Setting the correct format=
is much faster than letting pandas find out1
Long story short, passing the correct format=
from the beginning as in chrisb's post is much faster than letting pandas figure out the format, especially if the format contains time component. The runtime difference for dataframes greater than 10k rows is huge (~25 times faster, so we're talking like a couple minutes vs a few seconds). All valid format options can be found at https://strftime.org/.
errors='coerce'
is useful
If some rows are not in the correct format or not datetime at all, errors=
parameter is very useful, so that you can convert the valid rows and handle the rows that contained invalid values later.

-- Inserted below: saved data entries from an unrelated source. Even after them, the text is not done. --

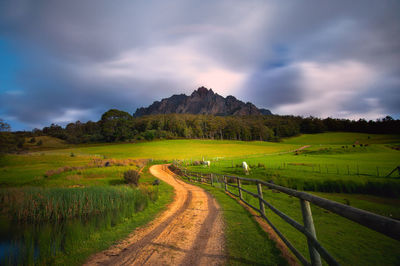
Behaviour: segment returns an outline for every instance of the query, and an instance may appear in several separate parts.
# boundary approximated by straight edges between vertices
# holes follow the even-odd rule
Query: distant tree
[[[25,142],[23,134],[11,132],[11,126],[0,119],[0,154],[22,149]]]
[[[9,132],[9,131],[11,131],[10,125],[4,122],[4,120],[0,118],[0,132]]]
[[[101,117],[101,133],[105,140],[124,141],[133,137],[132,116],[124,111],[111,109]]]

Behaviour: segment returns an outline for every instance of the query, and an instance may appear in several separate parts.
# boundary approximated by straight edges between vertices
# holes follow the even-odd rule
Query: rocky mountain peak
[[[258,109],[254,104],[244,103],[234,96],[226,98],[212,89],[200,87],[190,96],[173,95],[162,101],[155,101],[149,107],[138,108],[135,116],[153,114],[210,114],[210,115],[261,115],[271,114],[269,110]]]
[[[207,89],[206,87],[203,86],[193,91],[193,93],[191,94],[191,96],[200,96],[200,97],[206,97],[208,95],[214,95],[213,90]]]

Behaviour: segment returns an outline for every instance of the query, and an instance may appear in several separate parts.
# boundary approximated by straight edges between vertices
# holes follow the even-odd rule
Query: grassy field
[[[386,134],[366,134],[351,132],[327,132],[319,134],[303,134],[298,137],[284,139],[287,144],[307,144],[307,145],[351,145],[355,142],[362,144],[387,144],[400,143],[399,135]]]
[[[369,138],[368,138],[369,137]],[[313,140],[313,141],[310,141]],[[370,140],[370,142],[367,142]],[[353,143],[358,145],[353,147]],[[365,142],[364,142],[365,141]],[[363,143],[362,143],[363,142]],[[325,133],[321,135],[303,135],[285,140],[284,143],[300,146],[311,145],[305,151],[262,156],[243,156],[215,160],[211,167],[189,166],[200,172],[217,172],[245,176],[241,162],[248,162],[252,170],[246,177],[273,180],[297,189],[362,191],[359,187],[370,184],[372,190],[381,190],[381,196],[349,193],[314,194],[334,201],[361,208],[367,211],[400,219],[400,200],[395,194],[398,190],[399,174],[385,178],[382,172],[390,172],[399,165],[400,153],[391,149],[399,143],[396,136],[366,135],[354,133]],[[361,147],[359,144],[362,143]],[[368,144],[365,147],[365,144]],[[346,145],[348,146],[346,148]],[[189,161],[183,161],[190,165]],[[348,167],[349,166],[349,167]],[[320,167],[322,169],[320,169]],[[380,174],[377,173],[381,171]],[[325,186],[324,186],[324,182]],[[320,186],[316,184],[322,184]],[[378,185],[377,185],[378,184]],[[379,184],[387,185],[379,187]],[[341,186],[341,187],[340,187]],[[255,187],[246,187],[256,192]],[[395,193],[391,189],[395,188]],[[375,192],[375,191],[371,191]],[[391,198],[385,196],[390,194]],[[395,197],[393,197],[395,195]],[[279,210],[302,223],[299,201],[282,193],[264,191],[264,198]],[[250,195],[245,199],[257,206]],[[348,221],[321,208],[312,207],[318,239],[343,265],[399,265],[400,243],[382,236],[372,230]],[[268,212],[268,217],[285,236],[308,257],[305,237],[285,223],[280,217]]]
[[[48,138],[51,143],[56,140]],[[45,145],[46,140],[43,141]],[[91,160],[98,158],[137,159],[148,158],[154,160],[193,159],[245,156],[248,154],[270,154],[289,151],[299,145],[279,144],[268,142],[243,141],[213,141],[213,140],[168,140],[143,143],[103,144],[93,146],[75,146],[74,148],[51,149],[32,151],[28,154],[6,155],[0,157],[0,185],[5,186],[56,186],[73,185],[79,183],[68,179],[79,179],[72,175],[63,175],[46,178],[46,171],[63,166],[84,166]],[[73,155],[73,156],[71,156]],[[23,166],[23,167],[22,167]],[[115,169],[114,169],[115,170]],[[124,169],[121,169],[121,171]],[[101,180],[100,170],[92,173],[92,179],[81,178],[80,184],[93,185],[106,182]],[[110,171],[111,173],[112,171]],[[119,175],[119,171],[112,174]],[[117,176],[116,176],[117,175]],[[67,178],[69,176],[69,178]],[[58,181],[55,179],[59,179]],[[112,182],[111,179],[107,179]],[[86,182],[87,181],[87,182]],[[104,183],[103,182],[103,183]]]
[[[313,137],[317,140],[311,141],[310,138]],[[338,140],[334,140],[336,137]],[[361,143],[360,140],[365,142]],[[367,142],[368,140],[371,142]],[[359,144],[354,147],[353,144],[346,144],[357,141]],[[400,138],[391,135],[303,135],[284,141],[299,146],[312,143],[310,147],[299,152],[225,158],[212,161],[210,168],[190,166],[189,161],[184,164],[199,172],[244,176],[241,164],[246,161],[251,169],[248,177],[272,180],[276,184],[294,189],[398,197],[399,172],[386,176],[400,165],[400,152],[391,148],[399,141]],[[340,142],[341,144],[337,144]]]
[[[240,176],[244,176],[241,163],[246,161],[251,167],[250,174],[247,177],[272,180],[277,184],[288,187],[314,191],[313,193],[341,203],[400,219],[400,202],[399,196],[396,194],[400,191],[399,174],[396,172],[390,178],[385,177],[394,167],[400,164],[400,152],[392,149],[393,146],[400,143],[400,136],[323,133],[302,135],[279,143],[165,140],[95,145],[68,145],[49,137],[37,138],[37,141],[39,139],[43,142],[41,146],[34,143],[27,144],[31,146],[31,152],[27,154],[0,157],[0,187],[2,189],[29,191],[30,187],[34,187],[33,190],[43,189],[44,191],[52,189],[76,189],[77,191],[79,189],[98,189],[100,191],[109,188],[112,190],[123,184],[123,173],[126,170],[140,168],[132,162],[132,160],[139,158],[167,161],[178,159],[196,171]],[[304,146],[307,146],[307,148],[294,152],[294,150]],[[193,161],[203,158],[212,161],[210,168],[191,165]],[[103,164],[107,161],[113,163],[109,167],[98,167],[96,162],[99,162],[99,160]],[[146,173],[141,182],[146,187],[153,180],[154,178]],[[240,231],[244,224],[250,224],[248,221],[245,222],[249,217],[234,217],[236,211],[237,213],[242,212],[239,209],[235,209],[235,212],[232,211],[233,208],[236,208],[233,206],[235,202],[225,199],[226,196],[223,193],[210,192],[226,209],[226,217],[243,220],[236,224],[227,224],[228,228],[231,228],[227,229],[229,237],[231,239],[242,239],[244,236]],[[82,240],[83,242],[76,236],[79,241],[84,243],[82,245],[74,243],[71,235],[71,239],[69,239],[72,241],[69,242],[70,251],[76,255],[77,259],[58,254],[57,262],[65,261],[69,263],[72,261],[73,264],[77,264],[82,262],[85,256],[91,252],[106,248],[112,241],[122,237],[134,226],[149,221],[170,200],[171,193],[169,186],[165,184],[160,186],[160,200],[150,202],[150,204],[155,204],[154,212],[146,208],[143,212],[137,213],[138,220],[121,222],[118,226],[112,227],[119,229],[112,229],[110,233],[107,233],[108,231],[105,231],[105,229],[89,230],[88,227],[82,225],[69,226],[68,230],[71,230],[71,232],[86,230],[90,231],[91,234],[90,236],[86,235],[86,240]],[[370,195],[374,193],[380,196]],[[290,216],[299,219],[299,213],[296,213],[298,202],[295,199],[285,199],[284,195],[280,193],[268,191],[266,191],[265,196],[271,200],[271,203],[287,211]],[[391,196],[391,198],[387,196]],[[242,208],[240,205],[238,207]],[[382,252],[389,254],[385,257],[385,264],[399,263],[399,255],[396,251],[399,250],[399,246],[396,242],[369,230],[357,229],[351,222],[333,214],[325,213],[318,208],[313,208],[313,212],[315,213],[319,239],[326,244],[329,250],[332,250],[335,256],[345,262],[344,264],[360,264],[357,260],[359,257],[357,254],[365,256],[366,259],[363,261],[365,264],[381,264],[377,258],[382,257]],[[287,232],[289,239],[299,249],[306,251],[301,236],[292,232],[290,227],[285,227],[287,225],[279,221],[278,217],[274,219],[274,222]],[[113,222],[105,222],[104,228],[109,228],[110,226],[107,225],[109,223]],[[5,226],[3,227],[5,228]],[[250,227],[246,230],[250,230]],[[265,235],[258,232],[258,229],[253,228],[251,230],[255,230],[254,235],[252,234],[254,243],[261,243],[262,239],[265,239]],[[119,233],[114,236],[112,232]],[[354,234],[354,232],[357,233]],[[102,237],[100,237],[100,234]],[[259,236],[256,236],[256,234],[259,234]],[[79,233],[76,235],[79,235]],[[24,236],[24,239],[29,239],[29,237]],[[371,244],[371,241],[368,242],[367,240],[375,241],[378,244]],[[34,239],[34,241],[37,242],[38,240]],[[243,245],[252,247],[247,242],[235,244],[235,242],[240,241],[232,241],[232,243],[228,242],[228,252],[232,258],[239,258],[239,253],[246,250]],[[91,243],[97,244],[92,245]],[[357,245],[356,243],[361,244]],[[94,248],[88,248],[90,245]],[[371,250],[370,247],[374,247],[375,251]],[[80,250],[81,253],[79,253]],[[272,252],[269,247],[266,250]],[[29,256],[32,256],[32,254]],[[255,247],[248,248],[241,258],[250,260],[249,258],[252,256],[257,258],[253,262],[261,262],[261,264],[265,259],[263,257],[265,254],[260,255]],[[273,261],[280,263],[279,258]],[[231,263],[237,264],[240,261],[232,259]]]
[[[74,147],[49,151],[47,154],[70,154],[110,158],[195,159],[270,154],[294,150],[297,144],[221,140],[163,140],[114,145]]]

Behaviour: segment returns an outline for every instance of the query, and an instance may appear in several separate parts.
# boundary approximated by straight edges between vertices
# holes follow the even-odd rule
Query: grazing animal
[[[160,180],[156,179],[153,182],[153,186],[158,186],[160,184]]]
[[[203,164],[204,164],[205,166],[208,166],[208,167],[211,166],[211,162],[210,162],[210,161],[203,161]]]
[[[242,162],[242,167],[243,167],[244,172],[245,172],[246,174],[248,174],[248,173],[249,173],[249,166],[248,166],[248,164],[247,164],[246,162]]]

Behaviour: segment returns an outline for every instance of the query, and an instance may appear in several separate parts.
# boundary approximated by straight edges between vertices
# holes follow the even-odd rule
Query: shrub
[[[29,143],[35,143],[36,142],[36,139],[35,138],[31,138],[30,140],[29,140]]]
[[[43,144],[43,141],[42,140],[39,140],[37,143],[36,143],[36,145],[38,145],[38,146],[41,146]]]
[[[200,164],[201,164],[200,161],[194,161],[194,162],[193,162],[193,165],[200,165]]]
[[[146,130],[145,132],[144,132],[144,138],[146,139],[146,140],[153,140],[154,139],[154,137],[155,137],[155,132],[154,132],[155,130]]]
[[[136,170],[128,170],[124,173],[124,180],[127,184],[134,184],[137,186],[139,184],[140,174]]]

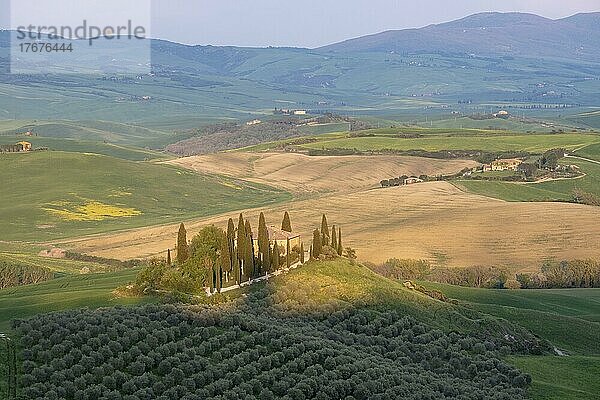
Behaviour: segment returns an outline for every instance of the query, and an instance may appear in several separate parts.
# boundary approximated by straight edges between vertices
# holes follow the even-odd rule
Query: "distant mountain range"
[[[125,45],[111,57],[99,52],[81,58],[99,76],[10,75],[10,34],[0,32],[5,118],[174,118],[193,126],[181,121],[248,118],[276,107],[394,117],[490,107],[523,112],[600,107],[600,13],[559,20],[475,14],[318,49],[152,40],[152,74],[137,77],[116,72],[131,58]],[[69,107],[57,109],[64,104]]]
[[[481,13],[420,29],[346,40],[322,51],[440,52],[600,59],[600,12],[552,20],[524,13]]]

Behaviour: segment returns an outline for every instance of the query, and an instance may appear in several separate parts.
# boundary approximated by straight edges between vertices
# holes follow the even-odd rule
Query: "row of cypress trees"
[[[325,246],[333,249],[338,256],[343,253],[342,246],[342,228],[337,228],[333,225],[331,227],[331,233],[329,231],[329,225],[327,223],[327,216],[323,214],[321,219],[321,229],[315,229],[313,231],[313,241],[310,248],[310,257],[313,259],[319,258],[323,254]]]
[[[292,232],[292,223],[287,211],[283,216],[281,228],[283,231]],[[260,213],[258,222],[258,249],[254,247],[255,242],[250,221],[245,220],[243,214],[239,216],[237,228],[233,219],[229,219],[225,237],[226,240],[219,249],[219,261],[216,264],[206,266],[208,268],[206,283],[211,290],[220,291],[223,284],[230,281],[239,285],[252,278],[276,271],[284,263],[288,268],[291,265],[290,255],[292,249],[290,249],[289,240],[287,241],[285,259],[282,260],[277,244],[271,245],[263,213]],[[299,253],[300,262],[304,263],[304,244],[302,243]],[[179,226],[177,235],[177,264],[183,265],[189,257],[190,249],[187,242],[187,232],[182,223]],[[171,264],[170,249],[167,251],[167,264]]]

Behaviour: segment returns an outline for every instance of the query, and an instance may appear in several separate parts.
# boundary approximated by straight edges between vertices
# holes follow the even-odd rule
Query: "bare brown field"
[[[263,183],[297,196],[356,192],[402,175],[456,173],[478,163],[401,156],[313,157],[297,153],[219,153],[168,161],[194,171]]]
[[[264,210],[279,224],[290,211],[308,245],[322,213],[342,226],[346,246],[361,260],[428,259],[438,265],[497,265],[534,270],[546,259],[600,258],[600,208],[565,203],[509,203],[460,191],[446,182],[372,189],[294,201]],[[247,210],[254,225],[261,210]],[[221,215],[186,222],[226,227]],[[173,248],[177,226],[137,229],[82,238],[63,245],[93,255],[149,257]]]

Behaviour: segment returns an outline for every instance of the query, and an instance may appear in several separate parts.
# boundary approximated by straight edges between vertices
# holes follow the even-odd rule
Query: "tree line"
[[[287,211],[281,230],[292,233]],[[183,293],[198,292],[206,287],[213,293],[282,267],[290,268],[298,261],[304,263],[304,244],[292,246],[287,238],[284,246],[271,240],[263,213],[259,216],[256,240],[253,235],[251,223],[243,214],[239,215],[237,227],[230,218],[226,231],[207,226],[189,243],[182,223],[177,235],[175,263],[172,263],[171,250],[167,250],[166,260],[151,260],[140,272],[137,286],[142,291],[166,289]]]
[[[600,262],[546,262],[540,272],[517,274],[516,279],[523,289],[600,288]]]
[[[397,280],[427,280],[487,289],[599,288],[600,262],[571,260],[545,262],[537,273],[511,274],[495,266],[436,267],[426,260],[392,258],[382,264],[366,263],[374,272]]]
[[[337,227],[336,229],[336,226],[333,225],[330,231],[327,223],[327,216],[323,214],[323,217],[321,218],[321,229],[315,229],[313,231],[313,240],[312,245],[310,246],[310,258],[332,259],[341,256],[343,251],[342,228]]]
[[[281,231],[292,233],[292,223],[286,211]],[[177,234],[175,259],[167,250],[166,259],[149,260],[136,278],[136,289],[141,293],[175,294],[200,293],[207,288],[210,293],[220,293],[223,288],[245,284],[252,279],[271,274],[280,268],[290,268],[296,262],[305,262],[304,243],[292,245],[289,237],[273,240],[263,213],[254,233],[250,221],[240,214],[236,224],[229,219],[227,230],[213,225],[204,227],[187,240],[187,230],[182,223]],[[310,259],[333,259],[339,256],[356,258],[356,252],[343,247],[342,229],[333,225],[329,229],[327,216],[323,215],[320,229],[313,231]]]

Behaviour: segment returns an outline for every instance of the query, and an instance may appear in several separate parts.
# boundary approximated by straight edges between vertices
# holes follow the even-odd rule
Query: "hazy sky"
[[[7,1],[0,0],[0,5]],[[96,0],[83,1],[97,3]],[[531,12],[550,18],[600,11],[600,0],[152,1],[153,37],[189,44],[239,46],[317,47],[388,29],[450,21],[483,11]],[[40,12],[37,10],[41,3],[36,3],[31,2],[32,15]],[[1,10],[6,21],[6,7]],[[68,14],[68,10],[54,7],[43,13],[61,16]],[[7,27],[7,23],[3,26]]]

df['date'] = pd.to_datetime(
df['date'], format='%d%b%Y:%H:%M:%S.%f', errors='coerce')
# for multiple columns
df[['start', 'end']] = df[['start', 'end']].apply(
pd.to_datetime, format='%d%b%Y:%H:%M:%S.%f', errors='coerce')
To silence SettingWithCopyWarning
On a side note, if you got this warning, then that means your dataframe was probably created by filtering another dataframe. Enable copy-on-write and you're good to go. (see this post for more about it).
pd.set_option('copy_on_write', True)
df['date'] = pd.to_datetime(df['date'], format='%d%b%Y:%H:%M:%S.%f')
1 Code used to produce the timeit test plot.
import perfplot
from random import choices
from datetime import datetime
mdYHMSf = range(1,13), range(1,29), range(2000,2024), range(24), *[range(60)]*2, range(1000)
perfplot.show(
kernels=[lambda x: pd.to_datetime(x),
lambda x: pd.to_datetime(x, format='%m/%d/%Y %H:%M:%S.%f'),
lambda x: pd.to_datetime(x, infer_datetime_format=True),
lambda s: s.apply(lambda x: datetime.strptime(x, '%m/%d/%Y %H:%M:%S.%f'))],
labels=["pd.to_datetime(df['date'])",
"pd.to_datetime(df['date'], format='%m/%d/%Y %H:%M:%S.%f')",
"pd.to_datetime(df['date'], infer_datetime_format=True)",
"df['date'].apply(lambda x: datetime.strptime(x, '%m/%d/%Y %H:%M:%S.%f'))"],
n_range=[2**k for k in range(20)],
setup=lambda n: pd.Series([f"{m}/{d}/{Y} {H}:{M}:{S}.{f}"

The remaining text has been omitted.